Justice Column

By: News Release
Sep 1st, 2017

This 80th edition of Justice For All is a summary of an Iowa procedure which could be thought of as a criminal defendant’s last resort to overturn a conviction short of a pardon from the governor.

When a criminal charge is filed against a defendant our justice system provides that individual with the right to contest the charge at a trial and the right to an appeal. If a defendant is found guilty at trial and the judgment is affirmed on appeal, Iowa law provides defendants another opportunity to challenge the conviction through a process called postconviction relief.

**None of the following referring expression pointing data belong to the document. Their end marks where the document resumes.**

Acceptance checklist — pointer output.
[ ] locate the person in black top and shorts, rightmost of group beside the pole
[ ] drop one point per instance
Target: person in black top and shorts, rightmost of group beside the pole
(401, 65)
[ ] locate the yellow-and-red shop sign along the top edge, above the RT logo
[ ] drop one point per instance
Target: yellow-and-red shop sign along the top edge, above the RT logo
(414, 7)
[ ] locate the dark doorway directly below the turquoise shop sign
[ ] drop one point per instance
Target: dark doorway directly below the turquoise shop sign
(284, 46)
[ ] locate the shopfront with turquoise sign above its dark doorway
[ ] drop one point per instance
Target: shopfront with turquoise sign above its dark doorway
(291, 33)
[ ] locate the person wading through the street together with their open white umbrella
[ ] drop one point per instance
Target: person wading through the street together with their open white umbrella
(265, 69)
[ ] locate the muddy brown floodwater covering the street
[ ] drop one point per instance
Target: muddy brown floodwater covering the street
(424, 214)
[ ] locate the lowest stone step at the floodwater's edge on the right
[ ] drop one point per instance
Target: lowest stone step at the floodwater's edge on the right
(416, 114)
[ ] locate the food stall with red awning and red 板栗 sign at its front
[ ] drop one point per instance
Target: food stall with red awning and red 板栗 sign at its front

Iowa Code Chapter 822 grants convicted defendants the right to file, free of charge, a petition for postconviction relief. A common misconception amongst defendants is that postconviction relief is a way to litigate issues already raised and ruled upon at trial and on appeal. It is not. The law outlines specific reasons for granting a petition such as the conviction was in violation of the federal or state constitution or there exists material facts not previously presented and heard at the trial such that vacation of the conviction or sentence in the interest of justice is required.

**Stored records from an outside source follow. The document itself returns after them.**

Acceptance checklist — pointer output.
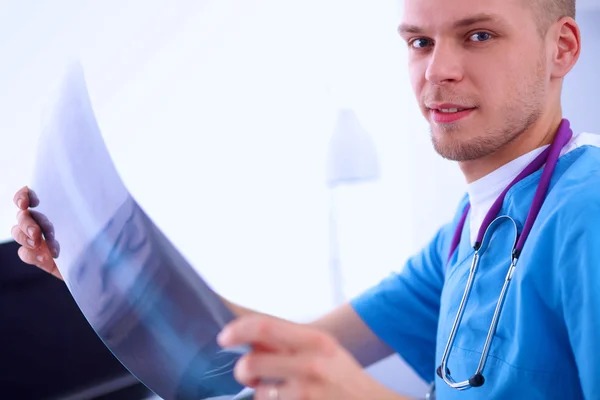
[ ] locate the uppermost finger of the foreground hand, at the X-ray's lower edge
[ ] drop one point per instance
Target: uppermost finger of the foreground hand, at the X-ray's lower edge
(269, 332)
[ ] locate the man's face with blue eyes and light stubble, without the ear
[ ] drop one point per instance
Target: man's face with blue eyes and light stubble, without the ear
(479, 71)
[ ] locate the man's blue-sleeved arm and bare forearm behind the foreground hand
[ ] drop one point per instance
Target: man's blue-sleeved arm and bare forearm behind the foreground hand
(398, 315)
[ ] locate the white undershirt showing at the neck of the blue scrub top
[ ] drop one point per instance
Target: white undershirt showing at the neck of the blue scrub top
(483, 192)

A postconviction relief action is a civil case, not a criminal case, wherein the convicted criminal defendant is the applicant and the State of Iowa is the respondent. The postconviction relief petition must be filed within three years of the date of the conviction or the date the appeal concluded unless there is a ground of fact or law that could not have been raised within three years. If an applicant misses the deadline to file then the action is forever barred.

Once a postconviction relief petition is filed, a judge has the right to dismiss the action if he or she finds that the applicant is not entitled to relief and no purpose would be served by any further proceedings. Postconviction petitions that survive an early dismissal are set for trial before a district court judge because there is no right to a jury trial in postconviction relief cases.

Far and away the ground raised most often in postconviction relief cases is ineffective assistance of counsel. Criminal defendants have a constitutional right not just to an attorney but to a reasonably competent attorney. If the applicant did not have a reasonably competent attorney then a new trial with a different and reasonably competent defense attorney is warranted.

To establish a claim of ineffective assistance of counsel, the applicant must show that their attorney failed to perform an essential duty and that there is a reasonable probability that, but for their attorney’s unprofessional errors, the result of the proceeding would have been different. It’s not enough to allege that defense counsel was ineffective because the applicant was found guilty or lost the appeal. If that were the case postconviction relief would always be granted. It’s also not enough to allege the attorney had an unsuccessful strategy or plan to win the case or made too many or too few objections as the court must avoid hindsight and second guessing when reviewing the defense attorney’s performance in the case.

While postconviction relief is very rarely granted, the procedure does continue to exist as a way to ensure defendants receive a fair trial and as a way to introduce material facts not already heard that would probably have changed the verdict and produced justice for all.